Mobile robots with autonomous mobility have been obtaining more and more attention from a large number of people, which have found their applications in logistics, warehousing, service and so on. With rapid development of computer vision, 5G, artificial intelligence and other technologies, the working scenes of mobile robots show features of diversity, complexity and uncertainty. Individual operation shows weakness in efficiency. Therefore, people gradually cast light on the cooperative control of multiple mobile robots.
As one of fundament of multi-robots cooperative control, both trajectory tracking and collision avoidance play an important part. With the increasing number of mobile robots in the urban environment, plus that many uncertain factors and interference, such as pedestrians, buildings, other robots, etc, so that imposing a challenge on safety control of multiple mobile robots. Especially when a group of robots work a shared workspace, high safety risk occurs due to limited workspace.
Motivated by this, Robotic team, Institute of Intelligent Manufacturing, GDAS, investigates the problem of simultaneous obstacle-avoidance and trajectory tracking for multiple wheeled mobile robots (MWMRs) working in the shared environment from the perspective of optimization. A multi-objective control scheme is constructed for MWMRs, which incorporates trajectory tracking、physical constraints compliance and obstacle avoidance simultaneously. Among the proposed control scheme, the trajectory tracking is chosen as the secondary task, and obstacle avoidance is the primary task so that safety can be guaranteed in advance.
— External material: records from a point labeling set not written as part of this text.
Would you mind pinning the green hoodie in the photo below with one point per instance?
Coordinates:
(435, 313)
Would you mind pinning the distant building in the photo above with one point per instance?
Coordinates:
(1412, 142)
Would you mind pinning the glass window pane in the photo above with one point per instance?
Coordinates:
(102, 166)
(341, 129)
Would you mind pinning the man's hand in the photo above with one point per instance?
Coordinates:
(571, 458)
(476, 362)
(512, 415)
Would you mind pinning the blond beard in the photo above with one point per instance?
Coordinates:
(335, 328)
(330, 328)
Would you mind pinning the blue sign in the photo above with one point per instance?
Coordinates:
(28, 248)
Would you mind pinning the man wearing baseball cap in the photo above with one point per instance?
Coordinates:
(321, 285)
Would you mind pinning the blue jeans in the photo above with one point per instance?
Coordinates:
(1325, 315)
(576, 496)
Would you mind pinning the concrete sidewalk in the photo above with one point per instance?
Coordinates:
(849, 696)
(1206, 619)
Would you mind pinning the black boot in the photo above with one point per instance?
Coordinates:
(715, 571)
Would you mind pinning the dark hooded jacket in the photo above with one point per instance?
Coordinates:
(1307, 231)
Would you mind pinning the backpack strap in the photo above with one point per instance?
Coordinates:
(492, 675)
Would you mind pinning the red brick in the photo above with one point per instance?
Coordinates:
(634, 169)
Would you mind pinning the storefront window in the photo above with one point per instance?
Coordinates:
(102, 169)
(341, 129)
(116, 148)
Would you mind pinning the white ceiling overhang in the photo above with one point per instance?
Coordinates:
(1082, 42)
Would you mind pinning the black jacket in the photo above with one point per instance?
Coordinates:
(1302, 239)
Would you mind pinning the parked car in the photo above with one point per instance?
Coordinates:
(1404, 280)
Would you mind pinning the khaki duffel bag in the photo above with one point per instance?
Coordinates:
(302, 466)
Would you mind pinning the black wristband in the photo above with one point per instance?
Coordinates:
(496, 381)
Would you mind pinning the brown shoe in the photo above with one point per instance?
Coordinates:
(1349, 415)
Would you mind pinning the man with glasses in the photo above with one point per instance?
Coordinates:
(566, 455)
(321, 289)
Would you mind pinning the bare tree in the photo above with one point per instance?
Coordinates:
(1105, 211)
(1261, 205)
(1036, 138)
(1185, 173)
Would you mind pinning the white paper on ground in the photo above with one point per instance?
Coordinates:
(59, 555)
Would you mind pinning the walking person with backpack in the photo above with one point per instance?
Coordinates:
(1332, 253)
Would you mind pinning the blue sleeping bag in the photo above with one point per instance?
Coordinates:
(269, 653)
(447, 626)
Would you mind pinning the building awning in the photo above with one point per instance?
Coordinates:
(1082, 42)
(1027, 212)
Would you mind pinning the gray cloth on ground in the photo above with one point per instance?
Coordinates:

A Lagrangian-based dynamic controller is constructed for coordinating velocity of every WMR. To reduce complexity of the designed controller, bound constraints on optimization variables are included in the piecewise-linear projection function. Experimental results show that if obstacles do not threaten the safety of the WMR, the top priority in the control task is the target track task. All robots move along the desired trajectory. Once the collision criterion is satisfied, the collision-avoidance mechanism is activated and prominent in the controller. The proposed control scheme can be viewed as a distributed framework owing to robots do not need communicate each other, avoids the defect that the centralized control requires too much communication performance.